Without a transformer concept, it works using a high voltage capacitor to reduce the AC voltage of the network to the required lower level required for the connected e circuit or load.
The specification of this capacitor is selected with a margin. An example of a capacitor that is commonly used in circuits without transformer power is shown below:
This capacitor is connected in series with one of the AC input voltage signals.
When mains alternating current enters this capacitor, depending on the size of the capacitor, the reactance of the capacitor comes into effect and limits the alternating current of the network from exceeding the specified level by the indicated value of the capacitor.
However, although the current is limited, the voltage is not limited, therefore, when measuring the rectified output without a transformer power source, we find that the voltage is equal to the peak value of the AC network, it is about 310 V.
But since the current is sufficiently lowered by the capacitor, this high peak voltage is stabilized by a zener diode at the output of the bridge rectifier.
Zener diode power must be selected in accordance with the permissible current level of the capacitor.
Advantages of using without a transformer power circuit
Cheapness and at the same time the efficiency of the circuit for low-power devices.
Without the transformer power circuit described here, it very effectively replaces a conventional transformer for devices with a current power below 100 mA.

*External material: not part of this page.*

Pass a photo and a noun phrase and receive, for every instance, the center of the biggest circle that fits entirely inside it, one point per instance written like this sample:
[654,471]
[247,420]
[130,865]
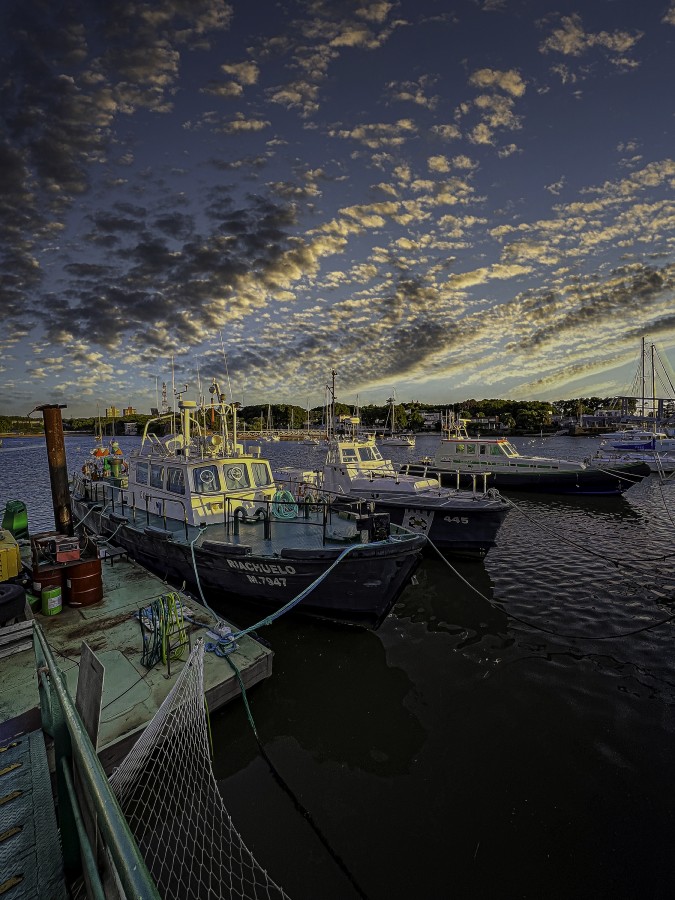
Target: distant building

Here, a high voltage metallized capacitor is used on the input signal to lower the mains current
The circuit shown above can be used as a DC 12V power supply for most electronic circuits.
However, after discussing the advantages of the above construction, it is worthwhile to dwell on several serious drawbacks that this concept may include.
Disadvantages without a transformer power circuit
Firstly, the circuit is unable to produce high current outputs, which is not critical for most designs.
Another drawback, which certainly requires some consideration, is that the concept does not isolate the circuit from the dangerous potentials of the AC network.
This drawback can have serious consequences for structures associated with metal cabinets, but it will not matter for blocks that are all covered in a non-conductive housing.
And last but not least, the aforementioned circuit allows power surges to penetrate through it, which can lead to serious damage to the power circuit and the power circuit itself.
However, in the proposed simple power supply without a transformer circuit, this drawback was reasonably eliminated by introducing various types of stabilizing steps after the bridge rectifier.
This capacitor makes instantaneous high voltage ripple, thus effectively protecting the associated electronics with it.
How the circuit works
1. When the AC mains input is turned on, capacitor C1 blocks the mains input and limits it to a lower level determined by the reactance value C1. Here we can roughly assume that it is about 50 mA.
2. However, the voltage is not limited, and therefore 220V can be on the input signal, allowing you to reach the next stage of the rectifier.
3. The bridge rectifier rectifies 220V to a higher DC 310V, to peak AC waveform conversion.
4. The DC 310V is quickly reduced to a low-level DC zener diode, which shunts it to a value according to the zener diode rating. If a 12V zener diode is used, then the output will be 12 volts.
5. C2 finally filters the DC 12V with ripples, into a relatively clean DC 12V.
Circuit example
The driver circuit shown below controls a tape of less than 100 LEDs (with an input signal of 220V), each LED is designed for 20mA, 3.3V 5mm:
Here, the input capacitor 0.33 uF / 400V produces about 17 mA, which is approximately correct for the selected LED strip.
If the driver is used for a larger number of similar LED strips 60/70 in parallel, then simply the value of the capacitor is proportionally increased to maintain optimal illumination of the LEDs.
Therefore, for 2 tapes included in parallel, the required value will be 0.68 uF / 400V, for 3 tapes replace with 1uF / 400V. Similarly, for 4 tapes it should be updated to 1.33 uF / 400V, and so on.
Important: although the limiting resistor is not shown in the circuit, it would be nice to include a 33 Ohm 2 W resistor in series with each LED strip, for added security. Can be inserted anywhere sequentially with individual ribbons.
WARNING: ALL CIRCUITS MENTIONED IN THIS ARTICLE ARE NOT ISOLATED FROM THE AC NETWORK, SO ALL SECTION OF THE CIRCUIT IS EXTREMELY DANGEROUS TO TOUCH WHEN CONNECTING TO THE AC NETWORK.